Let’s again talk about downscaling. On a 1280x720 image that gets downscaled to 300x300, an object that is 140px x 115px gets downscaled to 32px x 27px - that’s what the model itself will see. If you have very small objects in the image, it’s dubious whether or not the model is going to be able to accurately train and identify those objects when they’re that small scaled down. All hope isn’t lost, though, just understand that object recognition might suffer. You want the largest objects in the image that you can, and you want a lot of variation in the size of the object. If the object could be seen as 300x400 pixels, make sure some of your training frames have the object at 300x400 pixels in the training data (and a good bit of variation in-between).

Ok, let’s talk now about labeling, and specifically “inconsistent labeling.” One of the mantras you have to take with machine learning is “Garbage in, Garbage out.” If you provide bad labeling, the model is going to be bad. Let’s take a couple examples:

Here’s a small montage of how you labeled “Top” - when labeling objects, you want to always provide consistent labels that always shows the object consistently within the bounding box with a little room on each side for background. Frame 1 had a great label for “Top”, but very very few frames had reasonable labels afterward (bounding box only covers a small percentage of the object you want to track, includes other objects that might be classified differently, or completely missed the mark altogether). If you want the model to consistently know what a “Top” is, it needs to be consistently labeled. If you’re using a tracker you need to always watch that tracker and stop tracking when it goes off the rails, fix it, and resume.

It’s also important to recognize that frame 301 had no labels, but it was not marked as an ignored frame. When you look at the Datasets, frames that are not marked as ignored but have no labels are known as “Negative” frames. Negative frames should NEVER have objects in them that you want to identify - they are only used as providing “ignore everything in this frame as background” to the model training. Frame 301 is considered a “Negative” frame, but had one of the best images of the “Top” that you could provide, which likely confused the neural net so that it didn’t know what it should be looking at. Be careful when you have Negative frames - make sure they are intentional!

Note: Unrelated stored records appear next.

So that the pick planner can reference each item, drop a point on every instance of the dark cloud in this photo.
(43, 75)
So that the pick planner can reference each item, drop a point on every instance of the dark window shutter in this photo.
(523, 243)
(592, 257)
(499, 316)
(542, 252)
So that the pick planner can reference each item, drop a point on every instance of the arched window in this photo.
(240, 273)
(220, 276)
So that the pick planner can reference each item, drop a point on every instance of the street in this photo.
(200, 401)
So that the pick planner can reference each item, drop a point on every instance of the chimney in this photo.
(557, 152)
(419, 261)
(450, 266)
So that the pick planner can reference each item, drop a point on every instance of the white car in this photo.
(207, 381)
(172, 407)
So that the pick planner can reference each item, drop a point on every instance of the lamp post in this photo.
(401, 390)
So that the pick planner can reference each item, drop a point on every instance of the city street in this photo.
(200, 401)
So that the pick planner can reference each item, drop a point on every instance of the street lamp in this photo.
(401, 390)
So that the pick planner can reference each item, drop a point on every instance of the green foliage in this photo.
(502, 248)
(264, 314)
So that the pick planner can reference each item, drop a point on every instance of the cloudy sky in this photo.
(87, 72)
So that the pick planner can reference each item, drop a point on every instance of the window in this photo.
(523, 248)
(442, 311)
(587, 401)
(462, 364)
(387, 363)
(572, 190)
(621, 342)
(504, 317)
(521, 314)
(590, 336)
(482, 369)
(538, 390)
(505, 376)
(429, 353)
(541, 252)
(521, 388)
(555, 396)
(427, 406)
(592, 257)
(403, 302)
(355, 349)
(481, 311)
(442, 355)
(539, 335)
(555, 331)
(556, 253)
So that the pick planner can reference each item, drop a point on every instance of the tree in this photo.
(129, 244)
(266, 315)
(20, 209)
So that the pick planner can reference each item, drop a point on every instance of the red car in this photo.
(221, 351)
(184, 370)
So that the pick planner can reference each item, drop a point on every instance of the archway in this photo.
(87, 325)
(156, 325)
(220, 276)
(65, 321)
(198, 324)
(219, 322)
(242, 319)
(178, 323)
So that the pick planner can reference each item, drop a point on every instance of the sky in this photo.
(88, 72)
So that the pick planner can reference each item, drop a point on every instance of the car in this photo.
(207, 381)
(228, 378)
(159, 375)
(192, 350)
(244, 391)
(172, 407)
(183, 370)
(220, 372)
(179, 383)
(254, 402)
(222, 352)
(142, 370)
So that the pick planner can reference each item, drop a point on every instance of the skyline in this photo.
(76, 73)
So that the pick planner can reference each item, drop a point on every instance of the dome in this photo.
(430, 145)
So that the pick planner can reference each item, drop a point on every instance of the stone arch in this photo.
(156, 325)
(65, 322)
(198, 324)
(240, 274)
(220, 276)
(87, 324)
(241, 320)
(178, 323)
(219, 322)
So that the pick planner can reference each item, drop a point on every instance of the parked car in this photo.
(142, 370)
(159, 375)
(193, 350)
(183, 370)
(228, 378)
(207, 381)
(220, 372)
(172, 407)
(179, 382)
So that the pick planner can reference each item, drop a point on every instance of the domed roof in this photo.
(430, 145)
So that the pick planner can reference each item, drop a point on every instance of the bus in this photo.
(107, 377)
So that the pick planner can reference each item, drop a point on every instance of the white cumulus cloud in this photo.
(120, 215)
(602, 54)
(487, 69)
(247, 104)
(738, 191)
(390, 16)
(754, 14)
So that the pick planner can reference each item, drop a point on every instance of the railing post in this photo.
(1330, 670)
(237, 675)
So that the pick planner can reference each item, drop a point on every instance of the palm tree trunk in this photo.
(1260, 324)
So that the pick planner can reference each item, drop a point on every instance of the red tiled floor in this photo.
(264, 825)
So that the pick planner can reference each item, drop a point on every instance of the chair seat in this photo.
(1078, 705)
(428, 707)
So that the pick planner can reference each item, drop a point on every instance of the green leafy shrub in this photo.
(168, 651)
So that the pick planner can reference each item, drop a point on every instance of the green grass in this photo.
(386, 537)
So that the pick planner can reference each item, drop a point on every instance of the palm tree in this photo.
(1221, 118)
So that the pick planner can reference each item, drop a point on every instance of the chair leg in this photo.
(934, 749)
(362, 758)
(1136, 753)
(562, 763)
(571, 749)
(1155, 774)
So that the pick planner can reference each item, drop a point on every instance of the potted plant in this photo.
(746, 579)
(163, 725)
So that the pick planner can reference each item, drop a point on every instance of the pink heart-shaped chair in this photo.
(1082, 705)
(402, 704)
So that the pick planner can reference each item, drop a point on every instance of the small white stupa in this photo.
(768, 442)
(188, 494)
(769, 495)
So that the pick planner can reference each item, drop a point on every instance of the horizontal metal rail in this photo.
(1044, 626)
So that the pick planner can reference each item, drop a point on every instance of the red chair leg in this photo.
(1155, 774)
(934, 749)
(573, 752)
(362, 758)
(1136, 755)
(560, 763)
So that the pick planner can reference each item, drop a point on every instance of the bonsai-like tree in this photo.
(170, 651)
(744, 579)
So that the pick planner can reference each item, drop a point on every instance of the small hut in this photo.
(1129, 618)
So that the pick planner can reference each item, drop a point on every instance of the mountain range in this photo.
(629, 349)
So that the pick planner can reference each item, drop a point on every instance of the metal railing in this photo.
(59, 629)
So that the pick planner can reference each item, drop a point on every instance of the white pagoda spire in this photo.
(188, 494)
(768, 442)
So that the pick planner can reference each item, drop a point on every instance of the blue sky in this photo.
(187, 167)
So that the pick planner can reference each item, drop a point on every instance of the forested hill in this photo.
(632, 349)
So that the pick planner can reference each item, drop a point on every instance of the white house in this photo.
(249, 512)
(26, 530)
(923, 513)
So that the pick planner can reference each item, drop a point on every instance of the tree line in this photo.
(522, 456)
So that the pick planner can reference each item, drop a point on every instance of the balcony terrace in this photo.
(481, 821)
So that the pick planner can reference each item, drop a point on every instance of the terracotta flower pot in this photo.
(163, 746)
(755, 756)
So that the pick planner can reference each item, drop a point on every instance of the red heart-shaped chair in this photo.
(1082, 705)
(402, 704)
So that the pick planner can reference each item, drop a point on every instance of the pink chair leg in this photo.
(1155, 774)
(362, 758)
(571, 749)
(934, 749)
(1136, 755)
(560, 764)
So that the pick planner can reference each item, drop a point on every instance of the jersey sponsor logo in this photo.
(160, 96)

So now let’s look at a small montage of how you labeled “base”:

Again, inconsistent labeling. You started and finished strong, but too many of the frames in-between are a hot mess (excuse the phrase). You didn’t have many frames with a Base in them to begin with, so every improperly labeled frame hurts your detection massively!

But what I noticed more is what you didn’t label. How many bases are in the image? do you eventually want the model to label this as a base?


If so, not labeling them in every frame tells TensorFlow “ignore anything that looks like this.” The problem with that is that some of the images you “ignored” look a LOT like the ones you DON’T want to ignore (some of these ignored areas look a lot like a “base” in frames 687 and 203).

I hope this helps you!


Thank you! Will relabel and test again.